Some startups simply build the next trend, brick by onchain brick. Kuru Labs just locked in $11.6M in Series A funding to do exactly that. And if you’ve been sleeping on DeFi’s infrastructure game, now’s the time to wake up and pour a stiff one.
Led by Paradigm, yes, that Paradigm, this round is a shot of pure octane into a team not just building a protocol, but architecting the future liquidity rails for Monad’s high-performance layer-1. And while other projects are still trying to get their gas fees under control, Kuru’s out here engineering a fully onchain central limit order book (CLOB) with fallback AMM capability. Think of it like the hybrid engine of DeFi, precision under the hood, efficiency in every block.
But don’t let the tech jargon fool you. This isn’t a whitepaper flex. It’s a play for dominance in a multi-billion-dollar market that’s tired of watching trades slip and LPs suffer. On-chain CLOBs were a pipe dream on Ethereum until Monad rolled out its parallelized EVM, and now Kuru Labs is seizing that moment. Real-time order updates. One-second finality. 10,000 TPS. And that’s not pitch deck fodder. That’s what happens when your backend is built like a Formula 1 engine and your frontend doesn’t miss a beat.

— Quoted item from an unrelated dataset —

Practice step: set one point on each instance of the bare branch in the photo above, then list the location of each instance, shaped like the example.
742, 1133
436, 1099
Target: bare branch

Big shout to co-founder Vaibhav Prakash, strategist, builder, and the product brain behind Kuru. His fingerprints are all over the design, the UX, and the growth strategy, and this isn’t his first DeFi rodeo. From Notebook Labs to Metapass to launching Ligo, Vaibhav’s track record reads like a roadmap of someone who understands that crypto is only as strong as the pipes underneath it.
The investor cap table reads like a DeFi all-star lineup. Alongside Paradigm, the round drew in Viktor Bunin (Credibly Neutral), Zagabond (Azuki), Tristan Yver (Backpack), Alex Watts and Jordan Hagan (FastLane Labs), Shreyas Hariharan (Monad Foundation), and more who aren’t just throwing cash, they’re placing bets on infrastructure-level impact.
Let’s get tactical. With the funding secured, Kuru is going all in on engineering. The mainnet is still loading, but this isn’t a wait-and-see play. It’s a prepare-or-get-left-behind moment for anyone serious about decentralized trading. Once Monad goes live, Kuru wants to be the liquidity hub, not just for Monad, but for EVM-compatible chains looking to level up.
A lot of DeFi projects try to disrupt. Kuru Labs just decided to replace the core trading engine with something faster, cheaper, and actually built for scale. The Series A wasn’t a signal, it was a green light. And with $13.6M in total funding across two rounds, the road ahead isn’t just paved. It’s primed for takeoff.
You don’t need to reinvent finance to win in DeFi. But if you can compress CEX-grade execution into an on-chain system that scales? Then you’re not just playing the game. You’re writing its source code.